Knock at the Cabin Movie Review

While on vacation in an isolated cabin, a family of three is unexpectedly taken captive by four strangers who demand they sacrifice one of their own to save the end of the world.




Knock at the Cabin, based on Paul G. Tremblay’s 2018 novel The Cabin at the End of the World, is M. Night Shyamalan’s latest venture and a film that I enjoyed watching in an empty theatre. While I liked the theatre experience, there were definitely portions of the film that I did not like.


The performances of Dave Bautista and Kristen Cui are unquestionably the highlights of the film. Both of them do an excellent job in their roles, and they contribute the most to the plot, along with Jonathan Groff and Ben Aldridge, who plays Kristen Cui’s parents in the film. In addition, I enjoyed M. Night Shyamalan’s cameo as an infomercial host, who also served as this movie’s writer and director.

I enjoyed Dave Bautista as Leonard because, despite his size, he plays it in a really peaceful manner, as if he’s talking to children, which makes sense since he claims to have reached young kids in the film, which I found quite entertaining.

Kristen Cui was fantastic as Wen.

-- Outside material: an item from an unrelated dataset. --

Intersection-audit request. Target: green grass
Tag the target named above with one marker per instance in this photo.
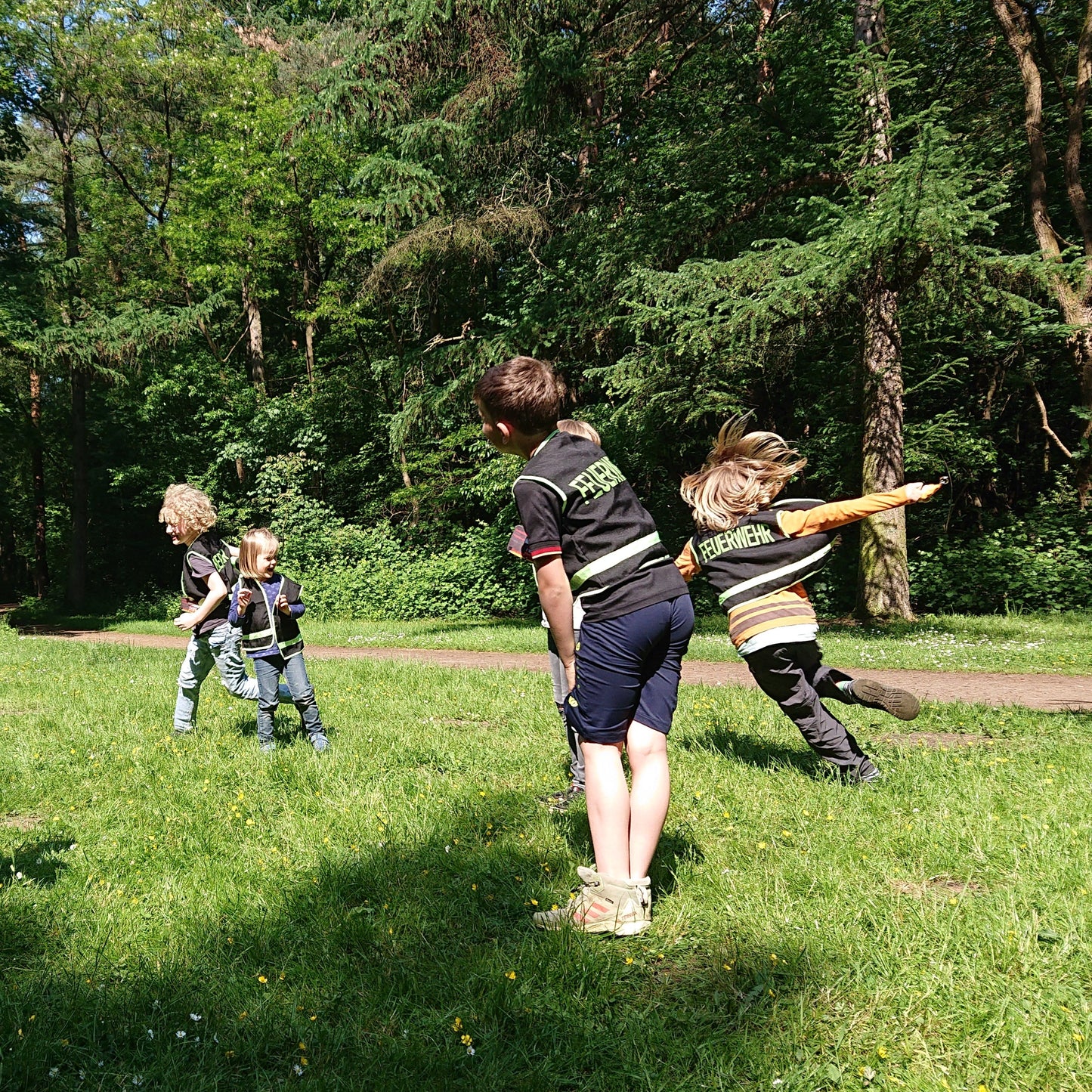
(933, 933)
(1042, 643)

She makes a contribution to the plot, provides some assistance, and is not merely a bystander. She had a significant role in this movie, which I thoroughly appreciated.

I liked how everyone dealt with their circumstances. It’s convincing enough that I got caught up in it. I was often questioning if the four strangers were speaking the truth or whether they were just insane. It isn’t until towards the climax of the film that you find out what you need to know, and I appreciate how the film’s writers managed to keep the mystery going for so long.

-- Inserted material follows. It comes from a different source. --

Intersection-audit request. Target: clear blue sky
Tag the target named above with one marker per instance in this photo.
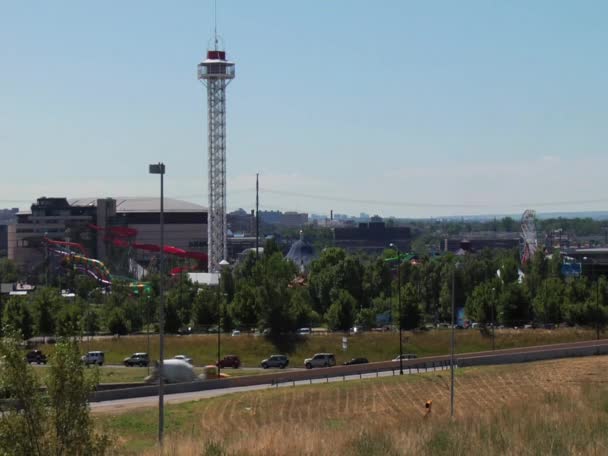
(442, 107)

Rupert Grint, well known for his role as Ron Weasley in the Harry Potter film series, has a minor part in this movie. He’s the first person to be eliminated, which upset me because I had hoped to see more of him in this film.

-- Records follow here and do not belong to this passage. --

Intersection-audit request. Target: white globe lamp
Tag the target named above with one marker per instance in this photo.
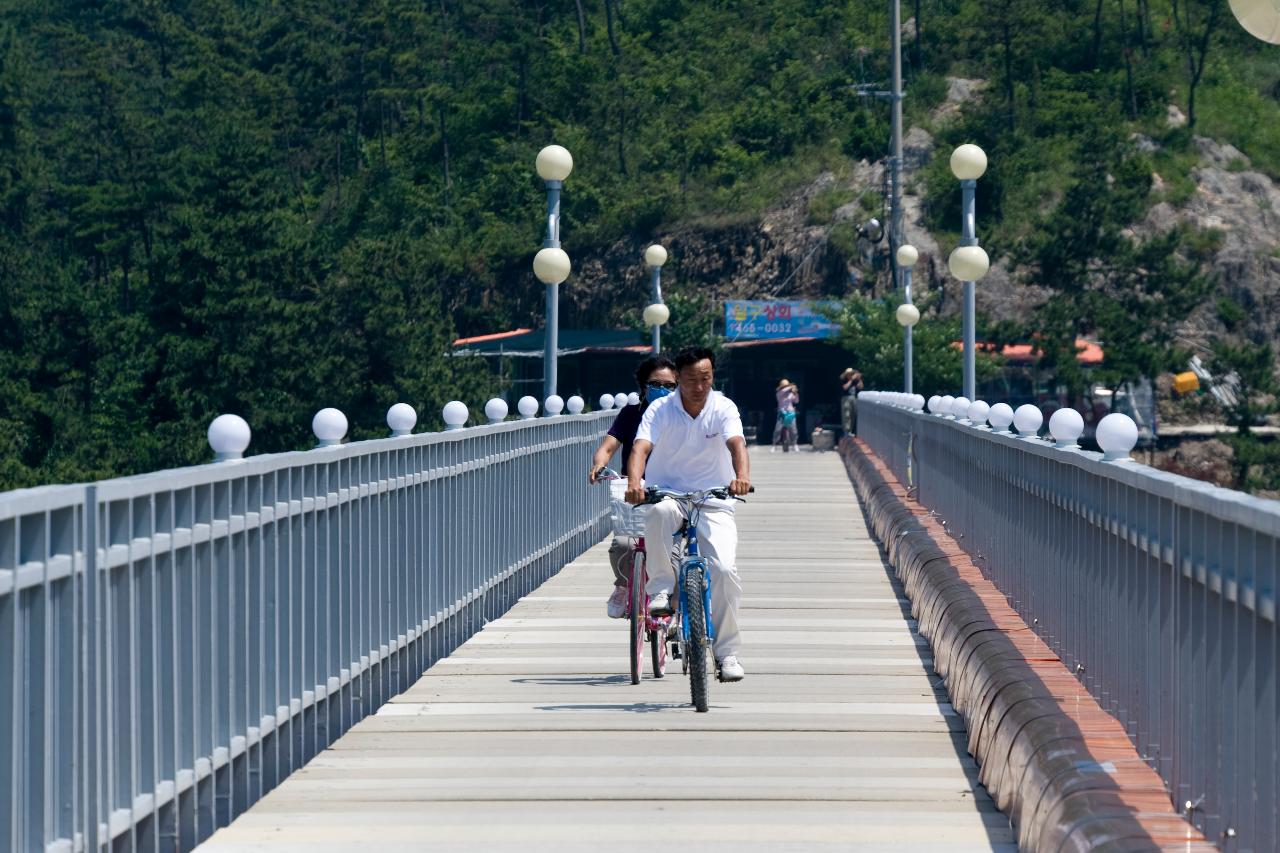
(552, 265)
(554, 163)
(1066, 425)
(455, 414)
(657, 314)
(401, 419)
(1116, 436)
(329, 427)
(496, 410)
(968, 162)
(228, 437)
(1028, 419)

My main issue with the film is that you don’t feel emotionally attached to the characters. Despite the excellent performances of everyone involved, none of the characters had any emotional impact on me. I felt nothing when anything happened to any of them.

One part of the film that irritated me was that just as I was getting engrossed in the main plot, the film would transition to the parents’ backstory. The entire narrative is done in this fashion, where just as you’re getting into the main plot, it cuts to their past and then we’re thrust back into the main story. As a result, I wasn’t as involved as I should have been since cutting to the flashback pulls you out of the immersion when you’re just getting into the main plot.

One of M. Night Shyamalan’s gimmicks that I find incredibly irritating is that the characters speak directly into the camera, which is bearable until extreme close-up shots are utilized. There’s a moment in the film where the camera zooms in on Dave Bautista’s mouth and I’m not sure why. This trope is featured in almost all of Shyamalan’s films, to the point that it’s become his signature, but it’s a very annoying signature to me. It’s one of the reasons I’m hesitant to see a Shyamalan film in theatres because it irritates me to watch it on the big screen.


Despite my issues with the film, I did like it to some extent. It wasn’t really memorable, but I can see people enjoying it on an OTT platform. I just would not recommend going to see this in the theatre since it has no rewatch value. This film is better suited to lovers of psychological thrillers and is worth watching if it is accessible on an OTT platform.